If an idea sounds immediately good to everyone, it almost certainly already exists. The ideas worth building are the ones that make most people skeptical: the ones that sound a little wrong on first hearing, that require more explanation than feels comfortable, that produce a certain kind of polite uncertainty in investors and advisors.
This isn't a defense of being contrarian for its own sake. Most ideas that sound bad are just bad. The distinction matters: a bad idea that sounds bad is just a bad idea. A good idea that sounds bad is an opportunity.
The reason genuinely new ideas often sound bad at first is that they require the listener to update their model of the world. If your idea fits neatly into someone's existing framework, it's probably not new enough. The best ideas create a small cognitive dissonance. They contradict something the listener assumed was fixed, and the initial reaction is resistance rather than enthusiasm.

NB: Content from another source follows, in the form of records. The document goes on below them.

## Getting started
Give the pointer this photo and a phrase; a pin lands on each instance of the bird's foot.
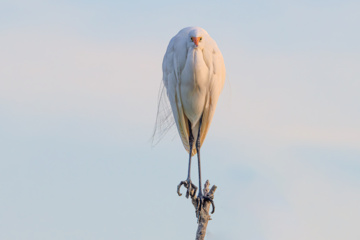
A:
(202, 200)
(191, 188)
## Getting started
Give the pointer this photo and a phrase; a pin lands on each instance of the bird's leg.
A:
(191, 188)
(201, 198)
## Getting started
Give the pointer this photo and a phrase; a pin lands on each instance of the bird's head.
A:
(196, 37)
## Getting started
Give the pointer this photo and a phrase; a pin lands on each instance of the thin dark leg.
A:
(201, 197)
(191, 142)
(198, 153)
(187, 183)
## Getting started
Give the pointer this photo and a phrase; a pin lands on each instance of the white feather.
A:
(193, 77)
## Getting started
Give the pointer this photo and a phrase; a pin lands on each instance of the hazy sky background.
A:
(78, 93)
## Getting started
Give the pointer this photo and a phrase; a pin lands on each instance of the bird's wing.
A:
(173, 63)
(215, 61)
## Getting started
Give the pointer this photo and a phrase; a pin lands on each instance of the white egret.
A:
(193, 76)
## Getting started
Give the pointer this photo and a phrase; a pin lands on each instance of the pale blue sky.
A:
(78, 92)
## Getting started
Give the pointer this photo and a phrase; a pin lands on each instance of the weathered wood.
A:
(203, 215)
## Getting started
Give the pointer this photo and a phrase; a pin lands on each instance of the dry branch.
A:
(203, 215)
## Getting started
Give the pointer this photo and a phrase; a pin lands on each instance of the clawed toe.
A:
(191, 188)
(201, 201)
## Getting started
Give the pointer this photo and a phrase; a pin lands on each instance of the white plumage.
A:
(193, 75)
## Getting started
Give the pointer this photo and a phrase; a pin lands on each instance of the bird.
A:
(193, 78)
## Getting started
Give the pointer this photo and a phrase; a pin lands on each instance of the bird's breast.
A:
(194, 85)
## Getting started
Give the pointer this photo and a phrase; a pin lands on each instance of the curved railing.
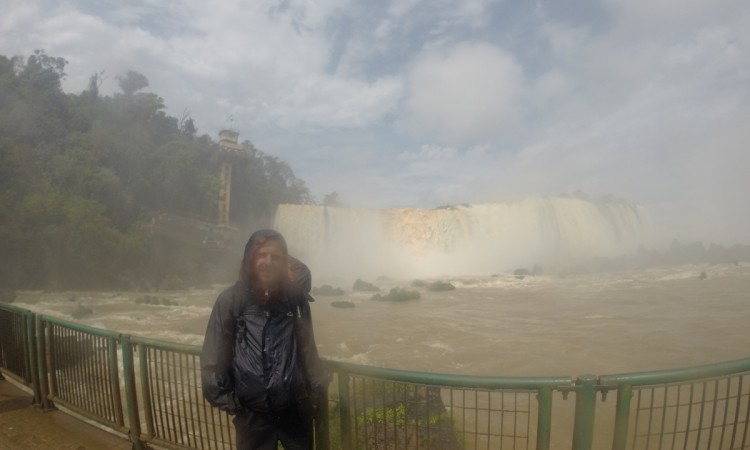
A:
(149, 391)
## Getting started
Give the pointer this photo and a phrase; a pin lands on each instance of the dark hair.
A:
(257, 239)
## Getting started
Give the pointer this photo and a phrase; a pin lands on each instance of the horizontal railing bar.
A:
(450, 380)
(164, 345)
(734, 367)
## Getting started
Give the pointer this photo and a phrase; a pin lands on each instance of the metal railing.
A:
(149, 391)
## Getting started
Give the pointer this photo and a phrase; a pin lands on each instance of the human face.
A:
(269, 264)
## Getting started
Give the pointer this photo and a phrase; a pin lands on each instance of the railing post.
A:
(583, 430)
(33, 361)
(41, 352)
(322, 434)
(622, 416)
(114, 380)
(130, 393)
(344, 411)
(544, 420)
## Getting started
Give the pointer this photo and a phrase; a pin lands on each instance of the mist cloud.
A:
(425, 103)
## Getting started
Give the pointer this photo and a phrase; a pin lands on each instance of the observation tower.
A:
(230, 150)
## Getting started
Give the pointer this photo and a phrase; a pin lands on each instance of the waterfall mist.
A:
(341, 243)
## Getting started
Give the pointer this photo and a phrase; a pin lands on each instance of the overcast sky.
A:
(413, 103)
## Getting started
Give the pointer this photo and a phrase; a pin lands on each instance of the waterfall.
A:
(477, 239)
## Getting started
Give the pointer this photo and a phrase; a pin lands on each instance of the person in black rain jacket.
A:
(259, 361)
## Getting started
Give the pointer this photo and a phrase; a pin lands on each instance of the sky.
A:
(417, 103)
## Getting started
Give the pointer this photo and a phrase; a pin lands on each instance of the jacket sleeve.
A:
(216, 355)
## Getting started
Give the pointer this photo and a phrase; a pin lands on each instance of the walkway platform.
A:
(24, 426)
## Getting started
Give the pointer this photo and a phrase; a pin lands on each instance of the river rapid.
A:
(604, 323)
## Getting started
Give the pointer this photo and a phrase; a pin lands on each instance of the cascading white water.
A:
(349, 243)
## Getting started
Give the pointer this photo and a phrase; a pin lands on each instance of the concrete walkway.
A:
(23, 426)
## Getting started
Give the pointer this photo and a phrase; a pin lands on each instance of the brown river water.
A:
(603, 323)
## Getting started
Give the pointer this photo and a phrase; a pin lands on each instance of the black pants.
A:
(262, 431)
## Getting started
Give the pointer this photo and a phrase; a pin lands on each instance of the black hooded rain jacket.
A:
(260, 356)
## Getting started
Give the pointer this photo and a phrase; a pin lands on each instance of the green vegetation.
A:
(364, 286)
(84, 178)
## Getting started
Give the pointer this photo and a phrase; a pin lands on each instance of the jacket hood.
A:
(256, 240)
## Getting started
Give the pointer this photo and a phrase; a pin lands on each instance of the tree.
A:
(132, 82)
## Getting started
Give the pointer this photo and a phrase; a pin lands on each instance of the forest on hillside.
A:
(85, 177)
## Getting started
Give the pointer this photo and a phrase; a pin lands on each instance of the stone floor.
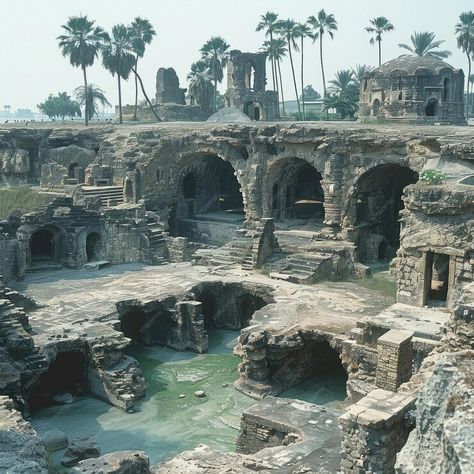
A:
(80, 298)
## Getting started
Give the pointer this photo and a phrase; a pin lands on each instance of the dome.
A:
(410, 65)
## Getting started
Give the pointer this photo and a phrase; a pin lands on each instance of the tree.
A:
(361, 71)
(322, 24)
(268, 22)
(380, 25)
(142, 34)
(277, 50)
(465, 40)
(424, 44)
(288, 30)
(201, 88)
(60, 105)
(302, 31)
(214, 52)
(118, 57)
(95, 95)
(81, 44)
(310, 94)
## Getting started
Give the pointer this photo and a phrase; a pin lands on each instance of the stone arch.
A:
(376, 107)
(376, 204)
(94, 247)
(295, 190)
(254, 110)
(47, 245)
(208, 184)
(431, 109)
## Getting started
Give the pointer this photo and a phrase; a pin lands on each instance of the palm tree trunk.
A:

The test isn't whether people immediately understand it. The test is whether your certainty holds up under skepticism. If every objection makes the idea seem weaker, there's probably something wrong with it. But if every serious objection forces you to go deeper, to understand the idea at a more fundamental level, and the core of it stays intact, that's a good sign.
Both of my companies looked like bad ideas to people who hadn't spent years inside the problems. A wearable device collecting interstitial fluid for diagnostics, before the research was well-known. A recovery program for personality disorders built on a specific cognitive framework, before the clinical evidence had caught up with the model. In both cases, the initial response was skepticism. In both cases, the skepticism came from a surface reading of a problem that required depth to understand.
The longer you sit with a real idea, the more certain you become. That asymmetry between your conviction and everyone else's doubt is usually a sign that you're working on something worth building.